Les partenariats : la clé du développement minier durable en Afrique

Antoinette Pietersen

Responsable de la mobilisation des intervenants et formatrice

Les collectivités africaines riches en ressources minières sont à l’avant-garde du changement social.

La relation entre les sociétés qui exploitent les précieuses ressources de la Terre et les gens qui vivent sur des terres qu’ils chérissent depuis des temps immémoriaux évolue vers des partenariats productifs qui profitent aux collectivités et aux sociétés minières.

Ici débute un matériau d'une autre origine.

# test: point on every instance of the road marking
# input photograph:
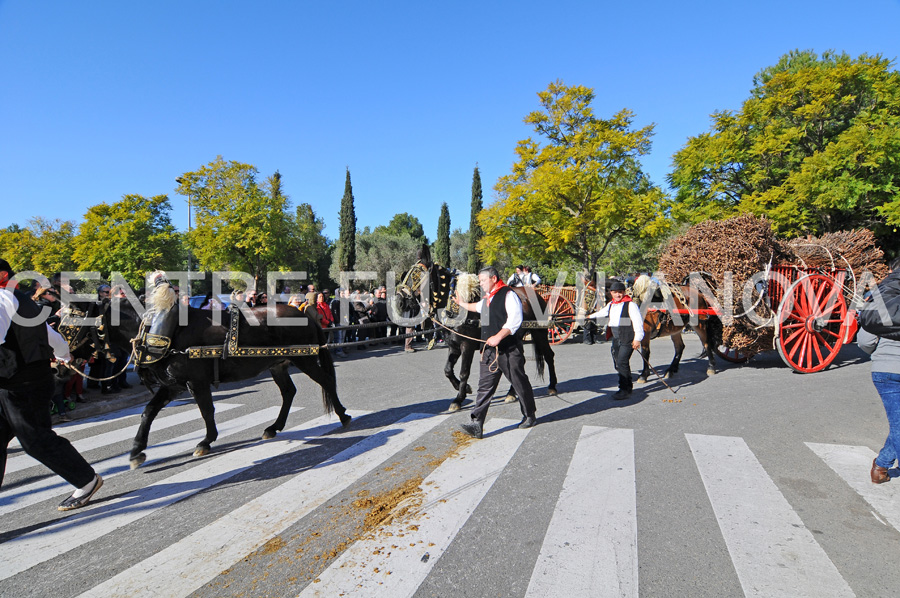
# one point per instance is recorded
(100, 440)
(590, 548)
(451, 493)
(181, 568)
(34, 548)
(852, 464)
(53, 486)
(773, 552)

Les sociétés minières sont à la base de la chaîne mondiale d’approvisionnement en ressources, fournissant les ressources naturelles, dont les métaux et les minéraux, nécessaires pour satisfaire le désir de progrès de la population mondiale. Cette tâche colossale s’accompagne de la responsabilité sociale d’être un partenaire fonctionnel dans les collectivités où elles exercent leurs activités et de la reconnaissance du fait que les pratiques durables sont essentielles au succès des entreprises.

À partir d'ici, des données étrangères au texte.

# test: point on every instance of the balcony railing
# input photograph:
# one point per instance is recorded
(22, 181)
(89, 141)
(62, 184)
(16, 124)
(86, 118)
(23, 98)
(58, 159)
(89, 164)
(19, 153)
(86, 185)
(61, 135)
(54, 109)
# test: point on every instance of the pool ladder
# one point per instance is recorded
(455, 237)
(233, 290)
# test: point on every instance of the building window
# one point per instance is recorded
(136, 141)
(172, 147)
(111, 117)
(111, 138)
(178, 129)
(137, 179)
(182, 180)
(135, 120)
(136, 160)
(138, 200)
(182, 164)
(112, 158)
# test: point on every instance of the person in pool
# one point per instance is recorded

Les gens font également partie de la chaîne d’approvisionnement en ressources, car ce sont eux qui donnent aux sociétés minières le permis social d’exercer leurs activités dans la collectivité. Le concept d’acceptabilité sociale dérive de la notion bien établie de responsabilité sociale des entreprises, et il est fondé sur l’idée que les sociétés minières ont besoin non seulement de la permission (ou des permis) du gouvernement, mais aussi d’une « permission sociale » pour mener leurs activités.

Gestion des attentes

La bonne gestion des attentes des intervenants commence par une communication rigoureuse et efficace, ainsi que par une acceptation de responsabilité en tant que participant dans la collectivité.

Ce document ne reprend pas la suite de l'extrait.